On Wednesday, we learned two things.
In 2014, the undocumented immigration population reached its lowest point since 2003.
In 2015, the global temperature was at its highest point in recorded history.
So what are Republicans talking about more? Immigration, of course.
You can understand why they won’t talk more about global warming. The conservative base doesn’t believe it’s real and no scientific data or pattern of extreme weather is going to convince them.
Immigration is more of a head-scratcher. Throughout history, around the world, native populations have reacted awfully to immigrant influxes. But there simply isn’t an influx of illegal immigration going on. Why does the obsession on the right persist?
The easy answer is bigotry. In fact, that is the only explanation for Republican voters blaming a myriad of social problems on a rise in immigration that doesn’t exist.
But it doesn’t quite explain why Republican candidates are so focused on the issue.
Consider that in a December ABC/Washington Post poll, when Republicans were asked what was their “single most important issue in your choice for president” only a mere eight percent named immigration.
And yet this tiny tip of the Republican tail is wagging the party dog.

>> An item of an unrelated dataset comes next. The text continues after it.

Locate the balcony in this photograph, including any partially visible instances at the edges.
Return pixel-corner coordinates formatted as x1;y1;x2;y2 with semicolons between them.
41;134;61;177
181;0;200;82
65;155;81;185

Granted, the issue of terrorism – the number one issue among Republicans at 39 percent – has been conflated with immigration after the San Bernardino attack. But candidates like Donald Trump and Ted Cruz were pushing immigration hot buttons before San Bernardino.
The GOP leadership has long understood that immigration reform is a political necessity. The official RNC “autopsy” of the 2012 election supported “comprehensive immigration reform” because, “If we do not, our Party’s appeal will continue to shrink to its core constituencies only.” Even Sean Hannity said four years ago that he supported a “pathway to citizenship … Because, you know what, it’s got to be resolved.”
But Republicans were too fearful of the anti-immigrant elements in their base, too afraid to grapple with the divisions that would arise. The result is that the issue is not resolved and it continues to bedevil the party. The most recent NBC/Wall Street Journal poll found that 42 percent of voters, including 45 percent of Latinos, have a less favorable view of the GOP because of the primary race.
Fear of the nativist right helped derail Gov. Scott Walker’s brief candidacy, as his epic flip-flopping on immigration, designed to pander to the bigots, sullied his reputation for consistency. And now it’s Sen. Marco Rubio who is being pounded by both Sen. Ted Cruz and Jeb Bush allies for his chronic vacillation and absent leadership on the issue.
All of this could have been avoided if Republicans did the responsible thing and stepped up to solve the issue in 2013. It would have been a distant memory by now. Instead, they are tied up in knots over a non-problem.